A divine pair of Creators, such as El and Asherah, or Yahweh and Asherah, also makes good metaphoric sense. But the Yahwist priests made an entirely unheard of claim: they said their God was male and ruled alone. There was a Father, but no Mother. Yahweh absorbed the old bearded man image of Canaanite El and the Storm and War God attributes of the Canaanite God Baal. Left behind were the serpent, the tree, and the mother. Scratch the surface of the Bible stories just a little and you’ll find the serpent staff and the tree worship of Asherah under every green tree, but in official monotheistic doctrine the obvious meaning of these symbols is disavowed.
Mary treads on a serpent in this German painting by an unknown artist from around 1700 BC.
And so we lost Asherah, the Bride of God, the Tree of Life, and the ability to access Divine Wisdom.
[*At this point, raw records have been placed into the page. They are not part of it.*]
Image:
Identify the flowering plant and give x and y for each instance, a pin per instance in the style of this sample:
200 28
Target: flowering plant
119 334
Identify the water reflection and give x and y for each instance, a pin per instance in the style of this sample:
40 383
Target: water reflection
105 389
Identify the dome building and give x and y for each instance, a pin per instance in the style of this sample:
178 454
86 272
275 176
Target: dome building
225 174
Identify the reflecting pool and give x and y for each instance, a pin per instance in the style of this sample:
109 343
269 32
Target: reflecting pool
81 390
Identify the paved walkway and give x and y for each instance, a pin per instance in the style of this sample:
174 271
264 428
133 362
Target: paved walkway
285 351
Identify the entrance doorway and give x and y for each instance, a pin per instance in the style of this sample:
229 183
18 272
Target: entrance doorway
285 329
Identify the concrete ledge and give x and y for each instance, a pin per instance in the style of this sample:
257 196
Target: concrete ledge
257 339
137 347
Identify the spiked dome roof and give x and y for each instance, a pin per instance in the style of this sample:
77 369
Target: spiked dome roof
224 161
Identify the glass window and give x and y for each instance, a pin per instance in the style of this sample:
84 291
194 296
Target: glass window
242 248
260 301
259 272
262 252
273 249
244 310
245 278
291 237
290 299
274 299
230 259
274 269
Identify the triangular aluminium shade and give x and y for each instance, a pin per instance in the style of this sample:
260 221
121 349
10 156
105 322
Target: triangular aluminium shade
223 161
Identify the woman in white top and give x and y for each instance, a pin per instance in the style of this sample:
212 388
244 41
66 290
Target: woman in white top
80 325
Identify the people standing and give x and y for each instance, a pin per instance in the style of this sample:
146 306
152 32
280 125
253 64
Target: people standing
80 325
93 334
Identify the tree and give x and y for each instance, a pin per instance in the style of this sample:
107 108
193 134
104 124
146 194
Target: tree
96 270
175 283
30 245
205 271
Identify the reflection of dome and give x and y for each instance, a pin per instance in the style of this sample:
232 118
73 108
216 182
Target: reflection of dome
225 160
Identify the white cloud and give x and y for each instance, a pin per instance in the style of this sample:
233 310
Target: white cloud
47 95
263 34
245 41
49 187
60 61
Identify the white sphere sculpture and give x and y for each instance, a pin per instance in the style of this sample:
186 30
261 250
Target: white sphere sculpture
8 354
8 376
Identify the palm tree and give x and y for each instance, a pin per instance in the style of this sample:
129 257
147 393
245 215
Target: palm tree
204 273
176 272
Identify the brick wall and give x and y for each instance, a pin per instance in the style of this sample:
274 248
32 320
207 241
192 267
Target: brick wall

I believe this loss has created a collective wound in the Western psyche, one which is continually returned to in our stories: Cinderella covered in ashes must be sought by the prince who has only her shoe; Sleeping Beauty is knocked out for 100 years by the witch who wasn’t invited to her party, until she too is found by her prince; the Grail (a deeply feminine/womb image) must be sought by the true knight; a medieval legend claims Mary Magdalene as the secret bride of Christ; and Mother Mary is enthroned in Heaven (without ever admitting who She really is, even though she is still pictured sometimes treading upon a serpent.)
If we seek this lost mother and Bride of God, however, we may yet find that her fruits are available to us. Could it be that wisdom, and long life, are still to be had here in the grand garden created for us, male and female, the only creatures who were made in the image of the divine? Is our mother only waiting for us to find our way back to the foot of the tree? Perhaps when we eat of the fruit, the “eyes of our minds,” as one gnostic author wrote, will be opened. Maybe we will finally recognize that we have been in Eden all along, and then we can begin working toward recreating the Paradise Garden we were meant to have all along.